Multiple processor cache intervention associated with a shared memory unit

Info

Publication number: 20050289302
Type: Application
Filed: Jun 28, 2004
Publication Date: Dec 29, 2005
Inventors: Peter Barry (Clare), Seamus Murnane (Limerick)
Application Number: 10/878,908

Abstract

According to some embodiments, multiple processor cache intervention is provided in connection with a shared memory unit.

Description

Description

BACKGROUND

A processing system may include multiple processors that access and/or modify information stored in a shared memory unit. For example, a processing system might receive packets of information and store the packets in a shared memory unit. One or more processors in the processing system may then retrieve the information in the shared memory unit and modify the information as appropriate (e.g., by modifying a packet header to facilitate the transmission of the packet to a destination).

To improve performance, a processor may locally store a copy of the information in the shared memory unit. For example, a processor might copy information into a local cache memory that can be accessed in fewer clock cycles as compared to the shared memory unit. In this case, the processing system may manage memory transactions to provide information consistency and coherency. For example, when one processor modifies a copy of information in a local cache memory, the processing system may ensure that another processor does not access or modify an outdated copy of the information (e.g., from a shared memory unit).

BRIEF DESCRIPTION OF THE DRAWINGS

FIG. 1 is a block diagram overview of a processing system according to some embodiments.

FIG. 2 is a flow chart of a method according to some embodiments.

FIG. 3 is an information flow diagram according to some embodiments.

FIG. 4 represents a portion of a memory management unit control table according to one embodiment.

FIG. 5 is a flow chart of a method using information in a control table according to some embodiments.

FIG. 6 is a block diagram of a system according to some embodiments.

DETAILED DESCRIPTION

Some embodiments described herein are associated with a “processing system.” As used herein, the phrase “processing system” may refer to any device that processes data. Examples of processing systems include network processors, switches, routers, and servers.

FIG. 1 is a block diagram overview of a processing system 100 according to some embodiments. The processing system 100 includes a first processor 110, such as an INTEL® XScale® processor. The first processor 110 is associated with a first cache memory 115. The first cache memory 115 might comprise, for example, a separate Level 2 (L2) Static Random Access Memory (SRAM) chip or a Level 1 (L2) cache memory on the same die as the first processor 110.
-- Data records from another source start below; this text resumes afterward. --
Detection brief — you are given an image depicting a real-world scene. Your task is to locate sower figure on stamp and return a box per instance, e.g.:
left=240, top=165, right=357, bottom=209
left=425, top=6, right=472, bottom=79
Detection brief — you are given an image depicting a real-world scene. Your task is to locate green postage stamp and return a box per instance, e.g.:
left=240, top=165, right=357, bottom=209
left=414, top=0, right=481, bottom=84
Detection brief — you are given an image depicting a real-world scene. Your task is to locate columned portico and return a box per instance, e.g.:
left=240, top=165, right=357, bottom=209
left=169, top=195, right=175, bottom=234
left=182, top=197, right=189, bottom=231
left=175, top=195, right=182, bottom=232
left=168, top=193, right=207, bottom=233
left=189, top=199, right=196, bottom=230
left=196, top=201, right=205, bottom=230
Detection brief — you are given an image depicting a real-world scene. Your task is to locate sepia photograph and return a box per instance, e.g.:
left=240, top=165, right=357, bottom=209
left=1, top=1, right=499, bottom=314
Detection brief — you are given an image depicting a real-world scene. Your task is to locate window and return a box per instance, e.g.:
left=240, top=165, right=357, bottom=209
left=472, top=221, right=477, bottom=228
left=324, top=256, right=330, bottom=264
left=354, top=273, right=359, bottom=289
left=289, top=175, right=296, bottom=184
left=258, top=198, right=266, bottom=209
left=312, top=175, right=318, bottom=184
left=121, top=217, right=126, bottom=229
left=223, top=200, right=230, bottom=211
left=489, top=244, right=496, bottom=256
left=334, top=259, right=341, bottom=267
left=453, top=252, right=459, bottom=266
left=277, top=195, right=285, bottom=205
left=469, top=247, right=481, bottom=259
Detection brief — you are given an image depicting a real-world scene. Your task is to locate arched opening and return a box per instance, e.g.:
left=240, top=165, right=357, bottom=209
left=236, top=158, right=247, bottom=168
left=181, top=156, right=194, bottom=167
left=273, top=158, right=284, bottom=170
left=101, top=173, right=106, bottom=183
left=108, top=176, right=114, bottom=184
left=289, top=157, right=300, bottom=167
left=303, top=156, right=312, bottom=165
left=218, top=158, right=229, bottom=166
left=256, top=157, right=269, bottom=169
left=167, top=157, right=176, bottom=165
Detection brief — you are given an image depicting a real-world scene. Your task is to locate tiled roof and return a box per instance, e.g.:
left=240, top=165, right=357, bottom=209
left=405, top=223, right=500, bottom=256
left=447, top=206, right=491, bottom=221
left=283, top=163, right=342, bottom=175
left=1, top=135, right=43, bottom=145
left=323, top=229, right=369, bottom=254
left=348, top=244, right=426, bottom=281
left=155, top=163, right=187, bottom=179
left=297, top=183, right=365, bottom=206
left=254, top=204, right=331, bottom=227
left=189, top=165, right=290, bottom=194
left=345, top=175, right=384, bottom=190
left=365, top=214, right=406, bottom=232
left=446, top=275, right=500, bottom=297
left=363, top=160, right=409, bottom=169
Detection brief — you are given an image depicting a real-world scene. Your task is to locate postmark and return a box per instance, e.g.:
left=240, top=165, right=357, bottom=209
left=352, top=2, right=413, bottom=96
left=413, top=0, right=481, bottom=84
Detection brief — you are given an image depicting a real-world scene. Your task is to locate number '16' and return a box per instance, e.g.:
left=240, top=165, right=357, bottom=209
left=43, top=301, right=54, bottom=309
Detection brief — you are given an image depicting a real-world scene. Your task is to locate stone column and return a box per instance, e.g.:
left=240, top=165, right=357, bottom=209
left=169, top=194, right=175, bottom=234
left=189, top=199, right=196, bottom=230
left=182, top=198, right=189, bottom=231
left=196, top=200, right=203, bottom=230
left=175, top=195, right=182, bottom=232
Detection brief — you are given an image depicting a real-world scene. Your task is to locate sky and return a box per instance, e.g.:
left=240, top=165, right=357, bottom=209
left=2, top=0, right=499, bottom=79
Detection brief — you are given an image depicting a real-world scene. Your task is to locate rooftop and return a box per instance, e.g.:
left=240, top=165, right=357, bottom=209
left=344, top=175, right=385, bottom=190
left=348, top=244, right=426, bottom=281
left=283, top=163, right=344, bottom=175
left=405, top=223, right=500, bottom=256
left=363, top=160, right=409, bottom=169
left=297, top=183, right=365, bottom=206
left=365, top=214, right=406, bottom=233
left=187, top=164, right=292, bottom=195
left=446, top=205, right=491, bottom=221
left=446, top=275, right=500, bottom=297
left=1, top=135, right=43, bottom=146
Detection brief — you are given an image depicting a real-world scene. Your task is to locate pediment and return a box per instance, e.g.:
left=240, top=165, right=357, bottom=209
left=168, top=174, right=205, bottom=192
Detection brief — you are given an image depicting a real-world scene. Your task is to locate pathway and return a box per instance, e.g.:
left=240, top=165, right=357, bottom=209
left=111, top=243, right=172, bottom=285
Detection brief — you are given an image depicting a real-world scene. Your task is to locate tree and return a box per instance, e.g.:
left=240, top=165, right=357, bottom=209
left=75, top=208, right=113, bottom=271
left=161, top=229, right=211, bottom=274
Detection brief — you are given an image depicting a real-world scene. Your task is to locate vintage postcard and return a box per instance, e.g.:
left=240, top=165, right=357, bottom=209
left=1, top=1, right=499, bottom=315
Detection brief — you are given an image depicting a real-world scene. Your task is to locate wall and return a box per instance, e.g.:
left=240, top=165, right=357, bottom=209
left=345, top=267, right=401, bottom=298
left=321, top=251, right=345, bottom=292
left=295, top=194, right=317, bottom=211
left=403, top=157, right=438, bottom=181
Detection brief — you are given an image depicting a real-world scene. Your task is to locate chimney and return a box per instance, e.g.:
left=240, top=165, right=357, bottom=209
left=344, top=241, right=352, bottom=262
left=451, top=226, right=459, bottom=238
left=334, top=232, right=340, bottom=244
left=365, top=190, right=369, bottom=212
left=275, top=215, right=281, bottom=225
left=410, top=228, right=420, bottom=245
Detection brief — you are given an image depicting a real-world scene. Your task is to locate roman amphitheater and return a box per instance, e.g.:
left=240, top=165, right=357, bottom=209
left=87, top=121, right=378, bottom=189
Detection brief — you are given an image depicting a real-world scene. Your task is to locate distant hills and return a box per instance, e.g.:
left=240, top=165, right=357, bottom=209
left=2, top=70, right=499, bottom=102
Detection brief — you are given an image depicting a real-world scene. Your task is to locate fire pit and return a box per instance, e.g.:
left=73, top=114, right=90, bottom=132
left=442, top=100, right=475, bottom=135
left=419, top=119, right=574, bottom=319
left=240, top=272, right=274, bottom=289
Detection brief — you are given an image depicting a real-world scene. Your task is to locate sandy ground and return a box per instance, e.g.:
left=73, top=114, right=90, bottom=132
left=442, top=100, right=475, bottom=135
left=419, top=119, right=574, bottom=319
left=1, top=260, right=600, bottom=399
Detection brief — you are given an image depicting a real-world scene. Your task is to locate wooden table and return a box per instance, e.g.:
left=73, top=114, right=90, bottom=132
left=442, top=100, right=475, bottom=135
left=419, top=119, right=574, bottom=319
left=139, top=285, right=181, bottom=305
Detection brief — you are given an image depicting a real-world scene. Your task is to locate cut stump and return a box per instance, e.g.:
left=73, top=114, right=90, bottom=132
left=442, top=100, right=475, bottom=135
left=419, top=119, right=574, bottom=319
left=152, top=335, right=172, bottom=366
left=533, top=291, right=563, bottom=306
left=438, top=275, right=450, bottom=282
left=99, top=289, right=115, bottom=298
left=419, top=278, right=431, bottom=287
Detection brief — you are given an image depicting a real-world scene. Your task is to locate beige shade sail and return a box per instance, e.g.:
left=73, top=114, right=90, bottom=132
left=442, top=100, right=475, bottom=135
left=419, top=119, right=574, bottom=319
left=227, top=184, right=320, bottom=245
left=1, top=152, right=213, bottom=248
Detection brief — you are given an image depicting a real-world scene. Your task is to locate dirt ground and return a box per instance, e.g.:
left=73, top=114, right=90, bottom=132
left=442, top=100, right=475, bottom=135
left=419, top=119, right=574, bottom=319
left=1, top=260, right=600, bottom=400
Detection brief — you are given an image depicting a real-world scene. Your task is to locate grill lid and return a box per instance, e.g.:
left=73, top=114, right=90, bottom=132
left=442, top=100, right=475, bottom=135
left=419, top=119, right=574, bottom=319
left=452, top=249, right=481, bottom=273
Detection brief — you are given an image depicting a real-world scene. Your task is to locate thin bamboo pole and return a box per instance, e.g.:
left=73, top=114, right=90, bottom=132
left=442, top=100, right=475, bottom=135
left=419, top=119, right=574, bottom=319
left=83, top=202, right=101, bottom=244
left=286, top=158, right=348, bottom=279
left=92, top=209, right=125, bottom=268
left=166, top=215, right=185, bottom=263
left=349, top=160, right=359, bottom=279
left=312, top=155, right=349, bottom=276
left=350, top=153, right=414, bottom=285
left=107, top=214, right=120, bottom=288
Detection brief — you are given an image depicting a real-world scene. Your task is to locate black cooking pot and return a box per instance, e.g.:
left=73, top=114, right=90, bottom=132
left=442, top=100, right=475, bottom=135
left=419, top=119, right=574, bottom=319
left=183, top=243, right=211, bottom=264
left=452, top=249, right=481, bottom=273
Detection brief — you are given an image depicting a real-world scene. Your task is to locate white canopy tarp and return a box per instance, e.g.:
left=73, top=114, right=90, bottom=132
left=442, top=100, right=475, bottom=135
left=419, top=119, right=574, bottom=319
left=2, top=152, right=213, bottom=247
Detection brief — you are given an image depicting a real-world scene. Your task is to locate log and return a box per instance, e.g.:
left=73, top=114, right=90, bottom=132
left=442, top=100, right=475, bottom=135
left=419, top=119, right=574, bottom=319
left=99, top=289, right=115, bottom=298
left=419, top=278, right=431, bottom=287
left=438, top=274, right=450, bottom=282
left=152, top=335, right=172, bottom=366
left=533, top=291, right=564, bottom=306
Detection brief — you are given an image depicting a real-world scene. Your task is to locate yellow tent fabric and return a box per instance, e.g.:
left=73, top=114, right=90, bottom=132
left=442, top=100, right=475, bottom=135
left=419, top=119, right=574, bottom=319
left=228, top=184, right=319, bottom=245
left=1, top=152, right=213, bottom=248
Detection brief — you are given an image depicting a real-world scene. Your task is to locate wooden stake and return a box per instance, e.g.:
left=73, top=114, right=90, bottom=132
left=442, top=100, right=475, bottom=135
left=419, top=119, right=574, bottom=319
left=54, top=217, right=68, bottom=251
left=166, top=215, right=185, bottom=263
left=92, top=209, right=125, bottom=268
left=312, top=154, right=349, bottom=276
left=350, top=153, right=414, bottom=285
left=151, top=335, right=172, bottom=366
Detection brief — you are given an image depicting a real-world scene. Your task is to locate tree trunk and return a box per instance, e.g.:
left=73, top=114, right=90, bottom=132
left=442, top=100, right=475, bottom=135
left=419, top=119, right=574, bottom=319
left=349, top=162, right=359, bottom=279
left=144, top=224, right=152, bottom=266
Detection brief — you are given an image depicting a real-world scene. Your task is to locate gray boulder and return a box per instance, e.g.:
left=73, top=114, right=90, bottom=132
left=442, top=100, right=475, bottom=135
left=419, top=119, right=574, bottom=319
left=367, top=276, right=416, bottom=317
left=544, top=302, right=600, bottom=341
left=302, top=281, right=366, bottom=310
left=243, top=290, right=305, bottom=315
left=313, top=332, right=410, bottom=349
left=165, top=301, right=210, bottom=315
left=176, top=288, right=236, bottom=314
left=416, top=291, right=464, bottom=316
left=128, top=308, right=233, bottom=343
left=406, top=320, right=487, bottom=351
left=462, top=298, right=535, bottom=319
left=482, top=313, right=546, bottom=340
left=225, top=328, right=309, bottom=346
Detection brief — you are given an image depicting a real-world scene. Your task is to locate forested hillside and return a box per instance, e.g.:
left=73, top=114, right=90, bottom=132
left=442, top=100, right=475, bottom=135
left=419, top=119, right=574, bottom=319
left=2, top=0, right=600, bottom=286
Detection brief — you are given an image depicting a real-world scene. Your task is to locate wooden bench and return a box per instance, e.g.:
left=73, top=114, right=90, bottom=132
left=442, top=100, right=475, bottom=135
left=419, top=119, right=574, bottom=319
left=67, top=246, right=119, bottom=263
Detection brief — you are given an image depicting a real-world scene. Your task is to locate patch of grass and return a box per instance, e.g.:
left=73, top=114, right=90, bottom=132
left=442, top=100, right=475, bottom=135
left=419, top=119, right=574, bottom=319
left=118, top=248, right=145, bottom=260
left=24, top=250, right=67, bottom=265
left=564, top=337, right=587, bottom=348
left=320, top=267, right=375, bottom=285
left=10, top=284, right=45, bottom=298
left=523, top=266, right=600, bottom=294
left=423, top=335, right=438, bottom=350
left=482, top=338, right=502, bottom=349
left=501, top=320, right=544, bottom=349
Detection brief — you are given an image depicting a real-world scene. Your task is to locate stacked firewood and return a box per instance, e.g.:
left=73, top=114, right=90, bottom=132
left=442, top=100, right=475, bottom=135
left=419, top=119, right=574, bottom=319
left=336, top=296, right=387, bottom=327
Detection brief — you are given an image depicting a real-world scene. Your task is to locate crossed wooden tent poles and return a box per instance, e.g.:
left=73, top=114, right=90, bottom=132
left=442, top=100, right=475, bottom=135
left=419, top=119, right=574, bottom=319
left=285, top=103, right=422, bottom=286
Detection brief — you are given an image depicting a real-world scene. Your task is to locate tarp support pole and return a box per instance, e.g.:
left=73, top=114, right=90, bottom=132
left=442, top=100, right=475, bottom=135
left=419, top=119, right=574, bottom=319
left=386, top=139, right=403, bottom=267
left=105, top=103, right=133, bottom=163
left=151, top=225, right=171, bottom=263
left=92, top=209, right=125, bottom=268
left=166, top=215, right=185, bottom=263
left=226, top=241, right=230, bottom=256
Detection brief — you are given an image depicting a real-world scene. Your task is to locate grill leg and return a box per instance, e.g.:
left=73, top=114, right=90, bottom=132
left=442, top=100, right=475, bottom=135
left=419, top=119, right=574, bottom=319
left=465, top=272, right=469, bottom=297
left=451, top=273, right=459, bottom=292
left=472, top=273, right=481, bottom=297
The first processor 110 may exchange information with a shared memory unit 150, such as a Dynamic Random Access Memory (DRAM) unit, via a system bus or backplane bus 140. For example, the first processor 110 may copy information from the shared memory unit 150 into the first cache memory 115 (e.g., to improve the performance of the processing system 100 when data in the first cache memory 115 can be accessed by the first processor 110 in fewer clock cycles as compared to the shared memory unit 150).

According to some embodiments, the processing system 100 includes multiple processors that are able to exchange information with the shared memory unit 150. For example, as illustrated in FIG. 1 the system 100 might include a second processor 120 and third processor 130 (along with an associated second cache memory 125 and third cache memory 135). Similarly, the processing system 100 might also include a network processor 160 and/or a Direct Memory Access (DMA) agent 170. The DMA agent 170 might, for example, facilitate an exchange of information between the shared memory unit 150 and another device.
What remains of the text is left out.